Hepimizin kendimize ait bir hikâyesi vardır. Hayatımız boyunca yaşadığımız olaylar, başarılar, cv’miz, anılarımız, hayallerimiz, prensiplerimiz, sevdiklerimiz, sevmediklerimiz. Uzar gider liste. Hiç durmadan, soluk almadan anlatırız. Severiz kendimizi anlatmayı, karşımızdakinin anlatılarının içine kendi hikâyemizi tıkıştırmayı. Peki anlattıklarımız ‘gerçek’ hikâyemiz midir? Hiç içimize dönüp bakmadan tamamen dış dünyanın getirdikleriyle oluşturduğumuz bu hikâyeler? “Hayır” diyor Psikolog Mine Özgüzel, geçen hafta Doğan Kitap’tan çıkan “Yaşam Hikâye mi?” adlı yeni kitabında. Özgüzel’e göre “Dış hikâyeler anlattıklarımız, iç hikâyeler anlatamadıklarımızdır.” Peki neden önemli bu iç hikâyelerimiz? Çünkü “Yaşamımızdaki anlamı oluşturabilmemiz ve kendimize ait algılara gidebilmemiz için hikâyelerimizin tanımına ihtiyacımız var”. Hayatımızın bir anlamı olması, kendimizin yaratıcısı olmakla mümkün. Yine Özgüzel’e göre “Kendi hayatımızın yaratıcısı olabilmemiz için ilk önce kendi hayatımızın içine, yüzeylerden, kıyılardan içeriye doğru cesurca girmemiz gerekir.” Kendi hayatımızın içine girmeyi ise çocukluğumuza ait bastırılmış anılarımızın bilincine varmak, eksikliklerimizi, çatışmalarımızı görebilmek olarak tanımlıyor yazar. Ruhsal sancılarımızla yüzleşmek, bize semptomlar aracılığıyla ‘beni gör’ uyarısı gönderen bu sancıların analizini yapmak. Zira “Semptomlar, kendi varlığımızı yaratmak üzere bizlere sinyal vermek, bizlere dönüş yolunu açmak için vardır”. O hâlde niye yapmıyoruz bunu? Cevabı yine kitaptan: “Kendi içimize dönmekten, kendimizi duymaktan korkarız.
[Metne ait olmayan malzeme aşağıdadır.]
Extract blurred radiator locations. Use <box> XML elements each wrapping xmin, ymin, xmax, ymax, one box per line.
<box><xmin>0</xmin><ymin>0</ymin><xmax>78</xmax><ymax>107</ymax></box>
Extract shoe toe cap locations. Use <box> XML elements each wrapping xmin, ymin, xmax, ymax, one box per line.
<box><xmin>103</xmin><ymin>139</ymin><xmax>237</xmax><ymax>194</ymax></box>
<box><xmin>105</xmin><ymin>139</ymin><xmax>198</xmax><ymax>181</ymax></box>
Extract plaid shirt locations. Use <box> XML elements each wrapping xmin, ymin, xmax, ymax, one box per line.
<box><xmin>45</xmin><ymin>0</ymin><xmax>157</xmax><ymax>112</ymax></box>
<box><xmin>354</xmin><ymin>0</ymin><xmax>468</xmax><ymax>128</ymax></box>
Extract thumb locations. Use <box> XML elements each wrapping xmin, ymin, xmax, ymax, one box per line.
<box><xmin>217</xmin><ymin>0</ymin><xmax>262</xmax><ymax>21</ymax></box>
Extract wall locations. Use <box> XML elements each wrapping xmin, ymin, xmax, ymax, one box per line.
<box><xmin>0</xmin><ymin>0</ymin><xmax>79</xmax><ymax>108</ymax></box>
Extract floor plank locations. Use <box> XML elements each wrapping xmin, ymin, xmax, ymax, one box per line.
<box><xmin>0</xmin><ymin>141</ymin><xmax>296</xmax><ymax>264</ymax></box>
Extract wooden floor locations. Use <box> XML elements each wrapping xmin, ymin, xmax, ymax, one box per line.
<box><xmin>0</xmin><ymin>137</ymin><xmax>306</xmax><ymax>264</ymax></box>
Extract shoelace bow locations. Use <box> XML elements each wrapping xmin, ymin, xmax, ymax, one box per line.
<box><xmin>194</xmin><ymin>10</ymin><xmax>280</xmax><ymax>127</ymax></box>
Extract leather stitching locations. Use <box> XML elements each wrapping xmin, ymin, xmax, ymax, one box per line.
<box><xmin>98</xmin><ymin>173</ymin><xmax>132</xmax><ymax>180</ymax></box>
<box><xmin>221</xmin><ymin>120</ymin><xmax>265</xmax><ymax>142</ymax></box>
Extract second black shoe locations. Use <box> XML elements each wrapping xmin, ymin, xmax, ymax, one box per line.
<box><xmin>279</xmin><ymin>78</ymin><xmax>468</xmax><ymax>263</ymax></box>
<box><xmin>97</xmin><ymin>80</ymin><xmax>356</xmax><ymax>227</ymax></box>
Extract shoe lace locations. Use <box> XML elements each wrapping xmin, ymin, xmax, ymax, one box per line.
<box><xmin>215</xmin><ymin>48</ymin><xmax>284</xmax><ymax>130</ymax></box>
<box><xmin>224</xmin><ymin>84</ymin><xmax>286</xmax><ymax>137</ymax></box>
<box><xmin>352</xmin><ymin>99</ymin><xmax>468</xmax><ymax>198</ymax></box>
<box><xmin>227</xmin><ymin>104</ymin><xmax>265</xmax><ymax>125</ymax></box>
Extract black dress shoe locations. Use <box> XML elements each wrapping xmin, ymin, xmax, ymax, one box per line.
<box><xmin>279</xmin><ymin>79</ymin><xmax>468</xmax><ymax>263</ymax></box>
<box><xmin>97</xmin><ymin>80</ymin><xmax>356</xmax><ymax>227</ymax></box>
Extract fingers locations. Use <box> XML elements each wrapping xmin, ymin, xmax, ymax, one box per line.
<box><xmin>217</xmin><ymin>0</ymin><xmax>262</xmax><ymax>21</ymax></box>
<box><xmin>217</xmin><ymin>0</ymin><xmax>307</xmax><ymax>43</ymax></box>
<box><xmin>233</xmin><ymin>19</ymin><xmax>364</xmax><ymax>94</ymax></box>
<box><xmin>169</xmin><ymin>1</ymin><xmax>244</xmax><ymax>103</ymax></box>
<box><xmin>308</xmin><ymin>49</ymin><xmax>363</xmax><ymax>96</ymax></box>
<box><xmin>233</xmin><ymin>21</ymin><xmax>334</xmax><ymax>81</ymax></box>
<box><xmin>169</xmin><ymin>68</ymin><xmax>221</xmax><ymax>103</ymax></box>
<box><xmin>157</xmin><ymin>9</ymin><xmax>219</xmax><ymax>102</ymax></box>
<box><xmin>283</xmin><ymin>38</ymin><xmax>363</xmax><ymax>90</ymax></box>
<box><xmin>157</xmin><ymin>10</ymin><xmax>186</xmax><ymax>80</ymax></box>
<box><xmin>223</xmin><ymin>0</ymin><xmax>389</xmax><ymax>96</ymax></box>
Kendimizle kalmak, kendimize dokunmak, kendimizi anlamak bize çok zor gelir.” Bu durumda ne yapıyoruz? O ağız dolusu cümlelerle anlatmalara doyamadığımız dış hikâyemizi anlatmaya başlıyoruz: “Kendimizin kendimizle olan bu korkusu bizi hikâye anlatmaya götürür.”
Temeli 30 yıl önce atıldı
Kitapta anlatılanlar beni çok eski zamanlara götürdü. Üniversitede, babamın isteğiyle ‘matematik’ okuyup mezun olduktan sonra öğretmenlik yapmaya başladım. Devlet okulunda çalıştığım için büyük bir maaşım yoktu ama verdiğim özel derslerle iyi bir gelir elde ediyordum. ‘Matematikçi’ olduğum için çocukların matematik korkusundan gelen fazladan bir ciddiye alınma durumu yaşıyordum. Yine ‘matematikçi’ olduğum için zekâm da bir saygı nesnesi oluyordu. Ciddiye alınan, saygı duyulan, para kazanan genç bir kadındım. Bol bol anlatıyordum matematik dünyasının zenginliğini, bana kattıklarını, hayat için ne denli gerekli olduğunu, matematiği çok sevdiğimi. Öğrencilerime, eşe dosta. Ne var ki içimde derin bir mutsuzluk duyuyordum. Mutsuz olmak için görünürde bir sebep yoktu. Her şey yolunda ve eksiksizdi? Peki ama niye anksiyeteler içinde kıvranıyordum? Anneme bir şey olursa? Babama, kardeşlerime? Başarısız olursam? Bu semptomlar bana ne anlatıyordu? O yıllarda tanıdım ben Mine Özgüzel’i. Haftada iki gün oğluna ders verip bir gün seansa giriyordum. Bugün “Yaşam Hikâye mi?” kitabının temellerini, 30 yıl önce o günlerde atıyordu Mine Özgüzel. Beni içime bakmaya, kendi iç hikâyemin tanımını yapmaya yönlendirdi. Çıkan sonuç, içimde dolup taşan yazma isteğimin dışarı çıkabilmek için verdiği çaba ve benim onu bastırmamdı. Babam üzülmesin diye. Oysa öğretmen değil, yazar olmak istiyordum. Matematik anlatmak değil, hikâyeler anlatmak. Bu gerçeği dikkate alarak, yedi yıl mücadele verdim. Yazarlığın bir iş yeri olmadığından yazı yazabileceğim en uygun yer olan bir sanat dergisinde çalışmaya başladım. Telifle. Telifle yaşamı döndürmek zordur. Bir birikim yapmam gerekiyordu. O yüzden o yıllar boyunca ikisini birlikte götürdüm. Yedi yılın sonunda arkama bile bakmadan çıkıp gittim okul kapısından. Sonrası uzun, mutlu, huzurlu, anksiyetelerden, obsesyonlardan uzak yeni bir iş hayatı. Gazetecilik. Yıllar içinde kaleme aldığım dört kitap. Elbette onların da zorlukları oldu ama öğretmenlikte yaşadığım yedi yılki kadar mutsuz olmadım bir daha. İç hikâyemden çıkan gerçek hikâyem, başka gerçekliklerimi de sorgulamaya götürdü. Bitmeyen bir eğitim süreci bu. Hâlâ devam ediyor. Hâlâ dış hikâyelerimde gerçek bulmadığım şeylerle karşılaşıyor, hemen içime dönüyorum. Evet içerideki hikâyelerle yüzleşmek insanın canını acıtıyor ama uyduruk dış hikâyelerimiz kadar değil.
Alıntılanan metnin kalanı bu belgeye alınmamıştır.